Economic journalist David Leonhardt categorizes Hilary Clinton's approach to the econonomy as conservative in that she acts under the premise that "people respond rationally to financial incentives." Following traditional theories of ecpnomics, she proposes "new tax credits for savings, tuition, health care, elder care and renewable energy use."
Obama's plans, on the other hand, can be described as functioning through "behavioral economics." That is, his plan centers on the belief that what happens and what works on paper is not necessarily going to happen or work in real life. Writes Leonhardt:

"The problem with Mrs. Clinton's savings plan, according to the Obama view, is that many people won’t save even when they are offered subsidies to do so. After all, many workers who are eligible for 401(k) matching funds don’t take advantage of them now.
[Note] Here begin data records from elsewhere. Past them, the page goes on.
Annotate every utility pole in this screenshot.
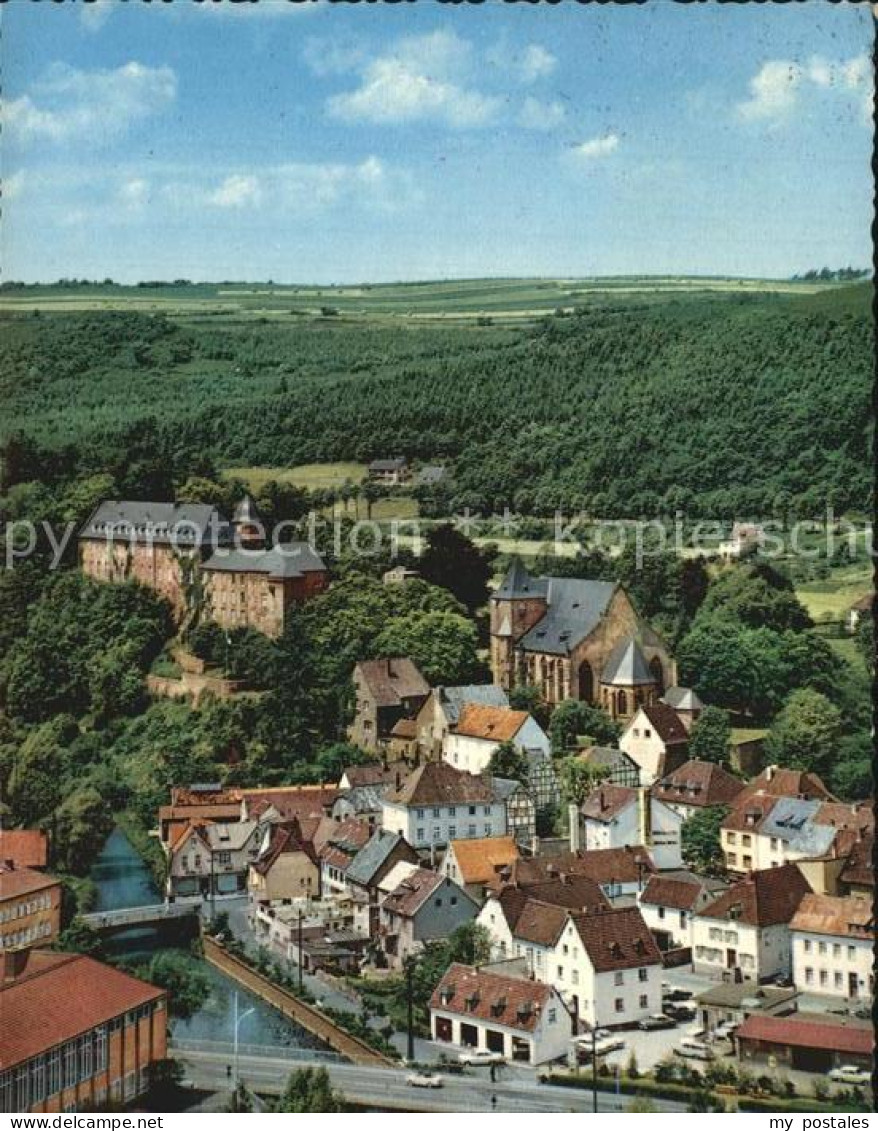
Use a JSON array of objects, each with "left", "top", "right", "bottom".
[
  {"left": 405, "top": 957, "right": 415, "bottom": 1062},
  {"left": 591, "top": 1021, "right": 598, "bottom": 1113},
  {"left": 297, "top": 908, "right": 304, "bottom": 993}
]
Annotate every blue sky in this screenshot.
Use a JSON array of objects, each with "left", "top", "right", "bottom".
[{"left": 1, "top": 0, "right": 873, "bottom": 283}]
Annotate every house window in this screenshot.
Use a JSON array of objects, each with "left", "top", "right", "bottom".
[
  {"left": 433, "top": 827, "right": 441, "bottom": 841},
  {"left": 834, "top": 972, "right": 843, "bottom": 989},
  {"left": 449, "top": 807, "right": 456, "bottom": 817},
  {"left": 727, "top": 833, "right": 736, "bottom": 845},
  {"left": 416, "top": 808, "right": 425, "bottom": 820},
  {"left": 557, "top": 966, "right": 564, "bottom": 979},
  {"left": 416, "top": 828, "right": 425, "bottom": 841},
  {"left": 449, "top": 826, "right": 457, "bottom": 839},
  {"left": 803, "top": 939, "right": 812, "bottom": 953},
  {"left": 657, "top": 907, "right": 665, "bottom": 920},
  {"left": 818, "top": 941, "right": 827, "bottom": 955},
  {"left": 468, "top": 825, "right": 477, "bottom": 837},
  {"left": 484, "top": 824, "right": 493, "bottom": 837},
  {"left": 638, "top": 968, "right": 648, "bottom": 982},
  {"left": 548, "top": 1008, "right": 557, "bottom": 1024},
  {"left": 639, "top": 995, "right": 648, "bottom": 1009},
  {"left": 483, "top": 806, "right": 491, "bottom": 816},
  {"left": 805, "top": 967, "right": 814, "bottom": 984},
  {"left": 643, "top": 729, "right": 651, "bottom": 739},
  {"left": 614, "top": 999, "right": 624, "bottom": 1013},
  {"left": 847, "top": 946, "right": 856, "bottom": 960},
  {"left": 741, "top": 835, "right": 751, "bottom": 847},
  {"left": 770, "top": 838, "right": 779, "bottom": 850},
  {"left": 215, "top": 851, "right": 231, "bottom": 866},
  {"left": 742, "top": 855, "right": 752, "bottom": 869},
  {"left": 572, "top": 970, "right": 579, "bottom": 985},
  {"left": 819, "top": 970, "right": 828, "bottom": 986},
  {"left": 832, "top": 944, "right": 841, "bottom": 958},
  {"left": 614, "top": 972, "right": 624, "bottom": 986},
  {"left": 433, "top": 808, "right": 441, "bottom": 818},
  {"left": 469, "top": 806, "right": 476, "bottom": 816},
  {"left": 727, "top": 853, "right": 737, "bottom": 867}
]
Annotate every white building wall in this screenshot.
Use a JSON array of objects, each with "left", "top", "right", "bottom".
[
  {"left": 619, "top": 710, "right": 670, "bottom": 785},
  {"left": 381, "top": 799, "right": 506, "bottom": 851},
  {"left": 791, "top": 931, "right": 873, "bottom": 1001},
  {"left": 638, "top": 901, "right": 692, "bottom": 948}
]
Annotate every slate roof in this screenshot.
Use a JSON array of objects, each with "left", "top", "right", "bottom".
[
  {"left": 652, "top": 760, "right": 745, "bottom": 809},
  {"left": 661, "top": 686, "right": 704, "bottom": 712},
  {"left": 697, "top": 863, "right": 811, "bottom": 928},
  {"left": 571, "top": 906, "right": 663, "bottom": 972},
  {"left": 430, "top": 962, "right": 559, "bottom": 1033},
  {"left": 454, "top": 704, "right": 530, "bottom": 743},
  {"left": 355, "top": 658, "right": 429, "bottom": 708},
  {"left": 789, "top": 893, "right": 873, "bottom": 940},
  {"left": 345, "top": 830, "right": 411, "bottom": 887},
  {"left": 384, "top": 762, "right": 496, "bottom": 807},
  {"left": 202, "top": 542, "right": 327, "bottom": 578},
  {"left": 494, "top": 558, "right": 547, "bottom": 601},
  {"left": 369, "top": 458, "right": 407, "bottom": 472},
  {"left": 438, "top": 684, "right": 510, "bottom": 727},
  {"left": 601, "top": 638, "right": 654, "bottom": 686},
  {"left": 448, "top": 836, "right": 521, "bottom": 885},
  {"left": 0, "top": 951, "right": 164, "bottom": 1068},
  {"left": 202, "top": 820, "right": 260, "bottom": 852},
  {"left": 518, "top": 578, "right": 618, "bottom": 655},
  {"left": 381, "top": 867, "right": 444, "bottom": 918},
  {"left": 735, "top": 1013, "right": 873, "bottom": 1057},
  {"left": 334, "top": 783, "right": 387, "bottom": 815},
  {"left": 759, "top": 798, "right": 835, "bottom": 857},
  {"left": 233, "top": 494, "right": 261, "bottom": 525},
  {"left": 80, "top": 500, "right": 232, "bottom": 546},
  {"left": 0, "top": 863, "right": 59, "bottom": 901},
  {"left": 0, "top": 829, "right": 48, "bottom": 869}
]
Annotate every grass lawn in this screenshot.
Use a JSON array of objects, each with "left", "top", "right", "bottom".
[
  {"left": 795, "top": 566, "right": 872, "bottom": 622},
  {"left": 223, "top": 462, "right": 368, "bottom": 491}
]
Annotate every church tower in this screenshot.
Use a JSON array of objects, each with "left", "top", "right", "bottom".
[{"left": 489, "top": 558, "right": 548, "bottom": 689}]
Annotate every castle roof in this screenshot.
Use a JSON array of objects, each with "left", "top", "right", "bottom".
[
  {"left": 202, "top": 542, "right": 326, "bottom": 579},
  {"left": 80, "top": 500, "right": 232, "bottom": 547}
]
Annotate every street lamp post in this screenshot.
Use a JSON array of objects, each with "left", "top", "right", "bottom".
[
  {"left": 297, "top": 909, "right": 304, "bottom": 994},
  {"left": 232, "top": 991, "right": 255, "bottom": 1091}
]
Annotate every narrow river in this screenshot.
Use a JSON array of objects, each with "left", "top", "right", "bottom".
[{"left": 90, "top": 828, "right": 327, "bottom": 1053}]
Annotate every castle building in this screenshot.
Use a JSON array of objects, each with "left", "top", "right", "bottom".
[
  {"left": 79, "top": 497, "right": 328, "bottom": 638},
  {"left": 489, "top": 559, "right": 676, "bottom": 720}
]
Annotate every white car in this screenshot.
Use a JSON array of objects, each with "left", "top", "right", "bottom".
[
  {"left": 714, "top": 1022, "right": 738, "bottom": 1040},
  {"left": 406, "top": 1072, "right": 444, "bottom": 1089},
  {"left": 675, "top": 1039, "right": 715, "bottom": 1062},
  {"left": 458, "top": 1050, "right": 504, "bottom": 1066},
  {"left": 828, "top": 1066, "right": 871, "bottom": 1086}
]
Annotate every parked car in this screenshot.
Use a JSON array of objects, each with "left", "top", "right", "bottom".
[
  {"left": 675, "top": 1039, "right": 715, "bottom": 1062},
  {"left": 662, "top": 985, "right": 693, "bottom": 1002},
  {"left": 828, "top": 1066, "right": 871, "bottom": 1086},
  {"left": 406, "top": 1072, "right": 444, "bottom": 1089},
  {"left": 639, "top": 1014, "right": 677, "bottom": 1031},
  {"left": 458, "top": 1050, "right": 505, "bottom": 1066},
  {"left": 663, "top": 1003, "right": 696, "bottom": 1022},
  {"left": 572, "top": 1035, "right": 625, "bottom": 1061},
  {"left": 714, "top": 1022, "right": 739, "bottom": 1040}
]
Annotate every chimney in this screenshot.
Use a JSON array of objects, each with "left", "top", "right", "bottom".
[
  {"left": 766, "top": 765, "right": 776, "bottom": 782},
  {"left": 638, "top": 787, "right": 651, "bottom": 847},
  {"left": 568, "top": 803, "right": 581, "bottom": 852},
  {"left": 3, "top": 948, "right": 30, "bottom": 983}
]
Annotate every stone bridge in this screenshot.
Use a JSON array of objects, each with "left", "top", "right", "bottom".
[{"left": 81, "top": 902, "right": 199, "bottom": 934}]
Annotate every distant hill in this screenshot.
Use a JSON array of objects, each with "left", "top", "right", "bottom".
[{"left": 0, "top": 280, "right": 871, "bottom": 519}]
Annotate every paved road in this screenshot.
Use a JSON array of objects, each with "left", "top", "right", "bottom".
[{"left": 175, "top": 1047, "right": 686, "bottom": 1113}]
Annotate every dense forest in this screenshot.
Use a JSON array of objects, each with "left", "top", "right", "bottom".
[{"left": 0, "top": 282, "right": 871, "bottom": 518}]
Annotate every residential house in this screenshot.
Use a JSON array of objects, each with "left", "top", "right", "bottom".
[
  {"left": 0, "top": 949, "right": 166, "bottom": 1113},
  {"left": 576, "top": 787, "right": 683, "bottom": 870},
  {"left": 240, "top": 784, "right": 339, "bottom": 825},
  {"left": 367, "top": 457, "right": 410, "bottom": 485},
  {"left": 330, "top": 784, "right": 388, "bottom": 826},
  {"left": 415, "top": 684, "right": 510, "bottom": 761},
  {"left": 720, "top": 796, "right": 869, "bottom": 875},
  {"left": 574, "top": 745, "right": 641, "bottom": 788},
  {"left": 695, "top": 982, "right": 799, "bottom": 1037},
  {"left": 839, "top": 833, "right": 874, "bottom": 897},
  {"left": 718, "top": 522, "right": 763, "bottom": 561},
  {"left": 659, "top": 686, "right": 704, "bottom": 732},
  {"left": 348, "top": 658, "right": 429, "bottom": 754},
  {"left": 637, "top": 872, "right": 727, "bottom": 951},
  {"left": 378, "top": 869, "right": 478, "bottom": 968},
  {"left": 488, "top": 845, "right": 656, "bottom": 904},
  {"left": 382, "top": 565, "right": 420, "bottom": 585},
  {"left": 381, "top": 762, "right": 509, "bottom": 854},
  {"left": 442, "top": 836, "right": 521, "bottom": 903},
  {"left": 158, "top": 784, "right": 242, "bottom": 849},
  {"left": 477, "top": 892, "right": 663, "bottom": 1029},
  {"left": 247, "top": 821, "right": 320, "bottom": 920},
  {"left": 318, "top": 817, "right": 374, "bottom": 898},
  {"left": 0, "top": 865, "right": 62, "bottom": 951},
  {"left": 388, "top": 717, "right": 420, "bottom": 761},
  {"left": 165, "top": 820, "right": 262, "bottom": 901},
  {"left": 415, "top": 465, "right": 447, "bottom": 487},
  {"left": 254, "top": 895, "right": 358, "bottom": 962},
  {"left": 652, "top": 759, "right": 745, "bottom": 819},
  {"left": 430, "top": 960, "right": 572, "bottom": 1065},
  {"left": 343, "top": 829, "right": 419, "bottom": 938},
  {"left": 290, "top": 925, "right": 369, "bottom": 975},
  {"left": 735, "top": 1013, "right": 873, "bottom": 1073},
  {"left": 443, "top": 704, "right": 559, "bottom": 810},
  {"left": 846, "top": 592, "right": 873, "bottom": 634},
  {"left": 691, "top": 864, "right": 812, "bottom": 983},
  {"left": 736, "top": 765, "right": 837, "bottom": 804},
  {"left": 619, "top": 703, "right": 690, "bottom": 785},
  {"left": 0, "top": 830, "right": 49, "bottom": 870},
  {"left": 489, "top": 559, "right": 676, "bottom": 715},
  {"left": 790, "top": 893, "right": 873, "bottom": 1003},
  {"left": 338, "top": 764, "right": 397, "bottom": 791}
]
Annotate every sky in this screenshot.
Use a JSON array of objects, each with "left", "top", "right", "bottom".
[{"left": 0, "top": 0, "right": 873, "bottom": 283}]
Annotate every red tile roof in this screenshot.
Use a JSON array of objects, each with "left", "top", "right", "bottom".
[
  {"left": 738, "top": 768, "right": 837, "bottom": 803},
  {"left": 652, "top": 760, "right": 745, "bottom": 809},
  {"left": 640, "top": 703, "right": 689, "bottom": 746},
  {"left": 571, "top": 906, "right": 663, "bottom": 972},
  {"left": 698, "top": 863, "right": 811, "bottom": 928},
  {"left": 386, "top": 762, "right": 496, "bottom": 807},
  {"left": 0, "top": 863, "right": 60, "bottom": 902},
  {"left": 381, "top": 868, "right": 444, "bottom": 918},
  {"left": 251, "top": 820, "right": 317, "bottom": 877},
  {"left": 581, "top": 785, "right": 637, "bottom": 823},
  {"left": 241, "top": 785, "right": 339, "bottom": 822},
  {"left": 812, "top": 801, "right": 874, "bottom": 835},
  {"left": 789, "top": 893, "right": 873, "bottom": 940},
  {"left": 722, "top": 794, "right": 780, "bottom": 834},
  {"left": 736, "top": 1013, "right": 873, "bottom": 1057},
  {"left": 0, "top": 951, "right": 164, "bottom": 1068},
  {"left": 318, "top": 817, "right": 373, "bottom": 871},
  {"left": 355, "top": 657, "right": 429, "bottom": 707},
  {"left": 453, "top": 705, "right": 529, "bottom": 743},
  {"left": 447, "top": 836, "right": 520, "bottom": 885},
  {"left": 489, "top": 846, "right": 655, "bottom": 892},
  {"left": 639, "top": 875, "right": 705, "bottom": 912},
  {"left": 0, "top": 830, "right": 48, "bottom": 869},
  {"left": 840, "top": 833, "right": 874, "bottom": 889},
  {"left": 430, "top": 963, "right": 561, "bottom": 1034},
  {"left": 341, "top": 765, "right": 396, "bottom": 789}
]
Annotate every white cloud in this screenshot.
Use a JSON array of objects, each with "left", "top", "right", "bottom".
[
  {"left": 324, "top": 30, "right": 500, "bottom": 128},
  {"left": 3, "top": 170, "right": 26, "bottom": 201},
  {"left": 209, "top": 174, "right": 262, "bottom": 208},
  {"left": 518, "top": 96, "right": 565, "bottom": 131},
  {"left": 485, "top": 40, "right": 557, "bottom": 84},
  {"left": 80, "top": 1, "right": 115, "bottom": 32},
  {"left": 737, "top": 53, "right": 872, "bottom": 123},
  {"left": 2, "top": 61, "right": 177, "bottom": 144},
  {"left": 119, "top": 177, "right": 150, "bottom": 208},
  {"left": 572, "top": 134, "right": 620, "bottom": 160}
]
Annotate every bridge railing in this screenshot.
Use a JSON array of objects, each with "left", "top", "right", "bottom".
[{"left": 170, "top": 1038, "right": 345, "bottom": 1065}]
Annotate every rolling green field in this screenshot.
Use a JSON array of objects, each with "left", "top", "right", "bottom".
[
  {"left": 795, "top": 563, "right": 873, "bottom": 622},
  {"left": 224, "top": 462, "right": 368, "bottom": 491}
]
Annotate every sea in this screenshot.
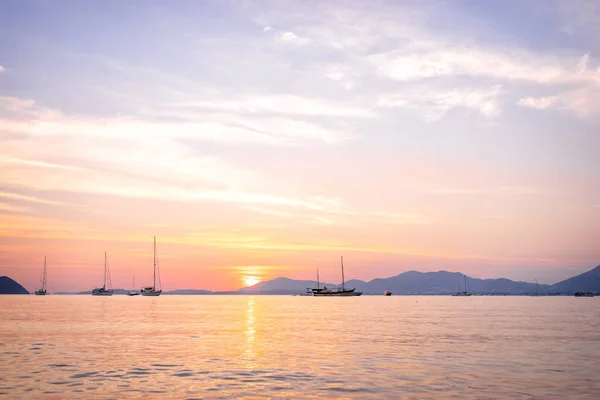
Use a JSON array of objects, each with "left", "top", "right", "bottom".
[{"left": 1, "top": 295, "right": 599, "bottom": 399}]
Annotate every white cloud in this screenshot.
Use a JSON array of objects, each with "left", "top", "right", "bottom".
[
  {"left": 276, "top": 31, "right": 310, "bottom": 45},
  {"left": 369, "top": 47, "right": 591, "bottom": 85},
  {"left": 517, "top": 96, "right": 559, "bottom": 110},
  {"left": 378, "top": 85, "right": 502, "bottom": 121},
  {"left": 0, "top": 66, "right": 5, "bottom": 73},
  {"left": 171, "top": 94, "right": 374, "bottom": 118},
  {"left": 517, "top": 88, "right": 600, "bottom": 117},
  {"left": 263, "top": 26, "right": 272, "bottom": 32},
  {"left": 0, "top": 96, "right": 362, "bottom": 145}
]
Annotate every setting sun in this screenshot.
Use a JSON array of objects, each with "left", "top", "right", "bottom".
[{"left": 244, "top": 276, "right": 259, "bottom": 287}]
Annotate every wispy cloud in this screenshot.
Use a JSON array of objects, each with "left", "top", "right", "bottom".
[
  {"left": 517, "top": 96, "right": 559, "bottom": 110},
  {"left": 430, "top": 186, "right": 542, "bottom": 195},
  {"left": 0, "top": 191, "right": 68, "bottom": 206},
  {"left": 378, "top": 85, "right": 502, "bottom": 121}
]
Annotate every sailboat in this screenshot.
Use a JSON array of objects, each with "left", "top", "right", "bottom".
[
  {"left": 530, "top": 279, "right": 542, "bottom": 296},
  {"left": 310, "top": 256, "right": 359, "bottom": 296},
  {"left": 127, "top": 275, "right": 139, "bottom": 296},
  {"left": 34, "top": 257, "right": 48, "bottom": 295},
  {"left": 452, "top": 273, "right": 472, "bottom": 296},
  {"left": 92, "top": 252, "right": 114, "bottom": 296},
  {"left": 305, "top": 268, "right": 321, "bottom": 295},
  {"left": 141, "top": 236, "right": 162, "bottom": 296}
]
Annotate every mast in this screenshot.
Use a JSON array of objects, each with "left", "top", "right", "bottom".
[
  {"left": 153, "top": 236, "right": 156, "bottom": 290},
  {"left": 317, "top": 269, "right": 320, "bottom": 289},
  {"left": 341, "top": 256, "right": 345, "bottom": 290},
  {"left": 42, "top": 256, "right": 47, "bottom": 291},
  {"left": 104, "top": 251, "right": 107, "bottom": 289}
]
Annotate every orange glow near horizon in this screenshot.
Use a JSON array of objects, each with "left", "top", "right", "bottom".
[{"left": 244, "top": 276, "right": 260, "bottom": 287}]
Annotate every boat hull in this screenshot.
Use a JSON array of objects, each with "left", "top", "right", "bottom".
[
  {"left": 92, "top": 292, "right": 113, "bottom": 296},
  {"left": 141, "top": 290, "right": 162, "bottom": 296},
  {"left": 34, "top": 291, "right": 46, "bottom": 296},
  {"left": 312, "top": 289, "right": 356, "bottom": 297},
  {"left": 574, "top": 292, "right": 594, "bottom": 297}
]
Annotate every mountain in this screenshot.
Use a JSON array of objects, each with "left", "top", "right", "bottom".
[
  {"left": 164, "top": 289, "right": 213, "bottom": 295},
  {"left": 0, "top": 276, "right": 29, "bottom": 294},
  {"left": 237, "top": 270, "right": 557, "bottom": 295},
  {"left": 362, "top": 271, "right": 546, "bottom": 294},
  {"left": 548, "top": 265, "right": 600, "bottom": 294},
  {"left": 239, "top": 277, "right": 332, "bottom": 294}
]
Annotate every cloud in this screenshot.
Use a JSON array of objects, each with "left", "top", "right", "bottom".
[
  {"left": 517, "top": 96, "right": 559, "bottom": 110},
  {"left": 378, "top": 85, "right": 502, "bottom": 121},
  {"left": 430, "top": 186, "right": 542, "bottom": 195},
  {"left": 276, "top": 31, "right": 310, "bottom": 45},
  {"left": 0, "top": 96, "right": 360, "bottom": 145},
  {"left": 263, "top": 26, "right": 272, "bottom": 32},
  {"left": 517, "top": 89, "right": 600, "bottom": 117},
  {"left": 0, "top": 191, "right": 67, "bottom": 206},
  {"left": 170, "top": 94, "right": 374, "bottom": 118},
  {"left": 369, "top": 46, "right": 591, "bottom": 85},
  {"left": 0, "top": 66, "right": 5, "bottom": 73}
]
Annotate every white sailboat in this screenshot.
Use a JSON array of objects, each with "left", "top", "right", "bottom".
[
  {"left": 141, "top": 236, "right": 162, "bottom": 296},
  {"left": 127, "top": 275, "right": 139, "bottom": 296},
  {"left": 34, "top": 257, "right": 47, "bottom": 295},
  {"left": 310, "top": 256, "right": 359, "bottom": 296},
  {"left": 452, "top": 273, "right": 471, "bottom": 296},
  {"left": 92, "top": 252, "right": 114, "bottom": 296}
]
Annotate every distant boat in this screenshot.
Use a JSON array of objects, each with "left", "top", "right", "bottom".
[
  {"left": 127, "top": 275, "right": 139, "bottom": 296},
  {"left": 530, "top": 279, "right": 542, "bottom": 296},
  {"left": 452, "top": 274, "right": 472, "bottom": 296},
  {"left": 34, "top": 257, "right": 48, "bottom": 296},
  {"left": 310, "top": 256, "right": 358, "bottom": 296},
  {"left": 141, "top": 236, "right": 162, "bottom": 296},
  {"left": 574, "top": 292, "right": 594, "bottom": 297},
  {"left": 92, "top": 252, "right": 114, "bottom": 296},
  {"left": 384, "top": 290, "right": 392, "bottom": 296}
]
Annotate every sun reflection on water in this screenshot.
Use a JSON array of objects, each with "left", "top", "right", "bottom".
[{"left": 244, "top": 296, "right": 256, "bottom": 362}]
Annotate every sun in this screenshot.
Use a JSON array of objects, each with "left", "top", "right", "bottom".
[{"left": 244, "top": 276, "right": 259, "bottom": 287}]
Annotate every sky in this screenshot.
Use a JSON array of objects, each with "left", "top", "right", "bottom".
[{"left": 1, "top": 0, "right": 599, "bottom": 292}]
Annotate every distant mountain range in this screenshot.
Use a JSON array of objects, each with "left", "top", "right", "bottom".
[
  {"left": 239, "top": 265, "right": 600, "bottom": 295},
  {"left": 2, "top": 265, "right": 599, "bottom": 295}
]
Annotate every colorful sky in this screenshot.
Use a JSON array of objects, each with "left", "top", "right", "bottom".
[{"left": 1, "top": 0, "right": 599, "bottom": 292}]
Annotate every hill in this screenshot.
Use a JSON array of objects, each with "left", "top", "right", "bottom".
[
  {"left": 361, "top": 271, "right": 546, "bottom": 294},
  {"left": 239, "top": 277, "right": 334, "bottom": 294},
  {"left": 237, "top": 271, "right": 553, "bottom": 295},
  {"left": 0, "top": 276, "right": 29, "bottom": 294},
  {"left": 548, "top": 265, "right": 600, "bottom": 294},
  {"left": 164, "top": 289, "right": 213, "bottom": 295}
]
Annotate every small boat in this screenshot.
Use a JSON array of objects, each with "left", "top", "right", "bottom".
[
  {"left": 92, "top": 252, "right": 114, "bottom": 296},
  {"left": 141, "top": 236, "right": 162, "bottom": 296},
  {"left": 34, "top": 257, "right": 48, "bottom": 295},
  {"left": 452, "top": 274, "right": 472, "bottom": 296},
  {"left": 310, "top": 257, "right": 357, "bottom": 296},
  {"left": 529, "top": 279, "right": 542, "bottom": 296},
  {"left": 574, "top": 292, "right": 594, "bottom": 297},
  {"left": 384, "top": 290, "right": 392, "bottom": 296},
  {"left": 127, "top": 275, "right": 139, "bottom": 296}
]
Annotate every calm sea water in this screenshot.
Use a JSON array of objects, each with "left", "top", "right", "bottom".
[{"left": 1, "top": 295, "right": 599, "bottom": 399}]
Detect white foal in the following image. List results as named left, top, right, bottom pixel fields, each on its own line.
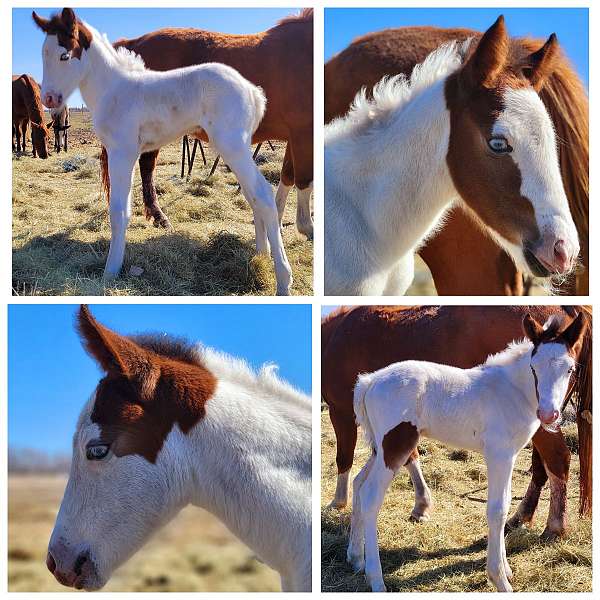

So Mr. Obama would instead require companies to deduct money automatically from their employees’ paychecks and place it in a savings account the employee owned. Employees could opt out of the program. But if they did nothing, they would end up saving money. It’s an idea that comes directly from academic research showing that savings rates have jumped when individual companies have adopted such plans...

Mr. Obama isn’t opposed to narrow tax credits, but his agenda isn’t organized around them. Instead, he has proposed an across-the-board $1,000 tax cut for every family in the bottom 90 percent or so of the income distribution. As he notes, the middle-class squeeze is caused by slow-growing wages and the rising cost of energy, education and health care. It’s not a narrow problem."

In short, Clinton's plans, while pretty enough on paper, just aren't as substantive and safe as Obama's. She's got the butter but not the bread.